中国に返還される上野動物園(東京都台東区)のジャイアントパンダ、雄リーリーと雌シンシン=いずれも19歳=が28日、園内での最終観覧となった。2011年から13年にわたり人々を楽しませ、3頭の子を育てたつがいを最後に一目見ようと、開園前から多くのファンが詰めかけ、別れを惜しんだ。(中山高志)

最終観覧日を迎え、多くの来園者の前に姿を見せたジャイアントパンダのリーリー(左)とシンシン=28日、東京都台東区の上野動物園で(市川和宏撮影)

 園によると、開園約1時間前の午前8時20分には2000人に達し、観覧受け付けを締め切った。事前抽選を含め約2200人が見納めた。
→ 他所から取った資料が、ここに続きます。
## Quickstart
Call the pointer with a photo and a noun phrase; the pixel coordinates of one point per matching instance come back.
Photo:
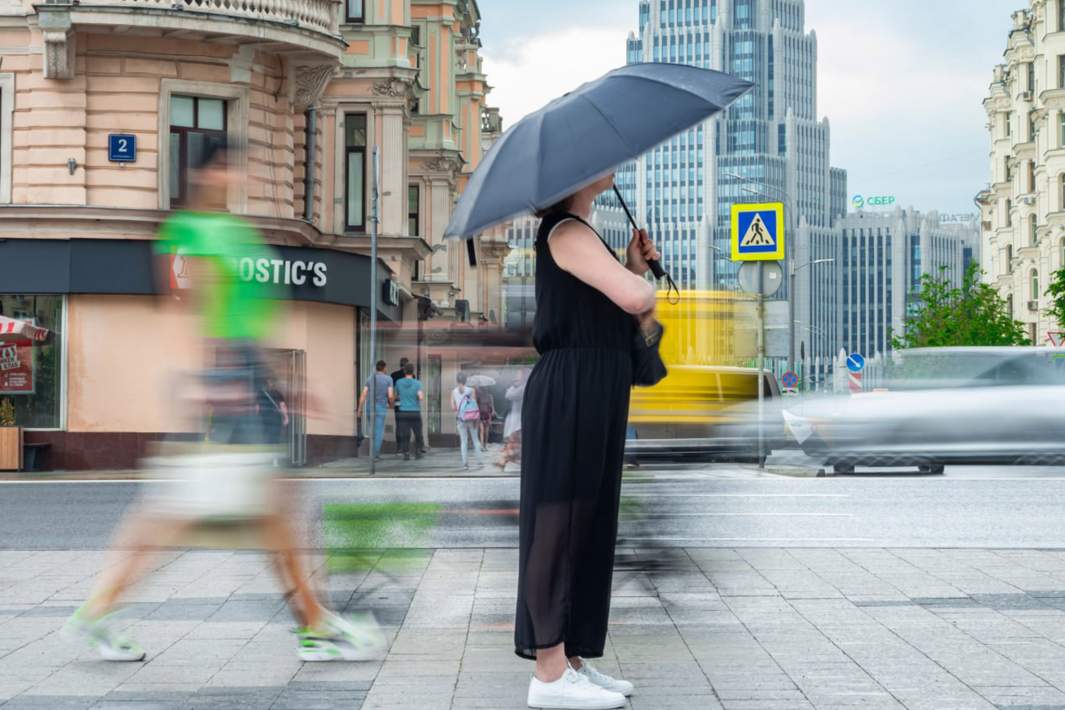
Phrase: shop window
(31, 372)
(194, 120)
(355, 146)
(413, 210)
(356, 11)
2頭は高齢で高血圧の治療などで返還が決まり、29日未明に園を出発する予定。

◆「楽しませてくれてありがとう」

 21年に双子のシャオシャオ、レイレイが生まれた時からファンという荒川区の主婦大屋裕子さん(42)は午前8時ごろから並び、6時間半後に見学。「起きているところ」をカメラに収めた。自身も今年男の子を出産したといい「人間のようなしぐさで緩い感じがかわいい。『楽しませてくれてありがとう』と伝えたい」と話した。

◆コロナ禍で双子を出産

 午前6時前から並んだ板橋区のパート鈴木絵美さん(58)は「リーリーは眠そうだったけど、入ったら顔を上げてくれた。シンシンは餌をもぐもぐ食べていた」と様子を話し「『元気になって中国の庭を走り回って』と心の中で伝えた」と思いを語った。
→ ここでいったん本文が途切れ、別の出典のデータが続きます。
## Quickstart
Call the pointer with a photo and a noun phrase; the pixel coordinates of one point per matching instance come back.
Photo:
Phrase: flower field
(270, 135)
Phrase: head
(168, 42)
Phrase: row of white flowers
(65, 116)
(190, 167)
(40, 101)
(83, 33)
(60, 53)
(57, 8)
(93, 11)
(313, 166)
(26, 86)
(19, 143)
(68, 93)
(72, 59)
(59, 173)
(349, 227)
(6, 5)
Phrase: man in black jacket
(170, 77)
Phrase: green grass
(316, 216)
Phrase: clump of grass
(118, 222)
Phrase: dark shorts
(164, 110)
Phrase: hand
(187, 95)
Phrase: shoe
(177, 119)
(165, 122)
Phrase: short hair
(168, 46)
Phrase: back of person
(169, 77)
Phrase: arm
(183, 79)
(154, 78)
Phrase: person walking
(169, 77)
最終観覧日を迎えたジャイアントパンダのリーリー(左)とシンシンを見に訪れた人たち=28日、東京都台東区の上野動物園で(市川和宏撮影)

 冨田恭正副園長(59)は、2頭が東日本大震災の直前に来日し、新型コロナウイルス禍の中で双子を出産したことに触れ「暗い雰囲気が漂う中、光をともしてくれる存在だった」とたたえた。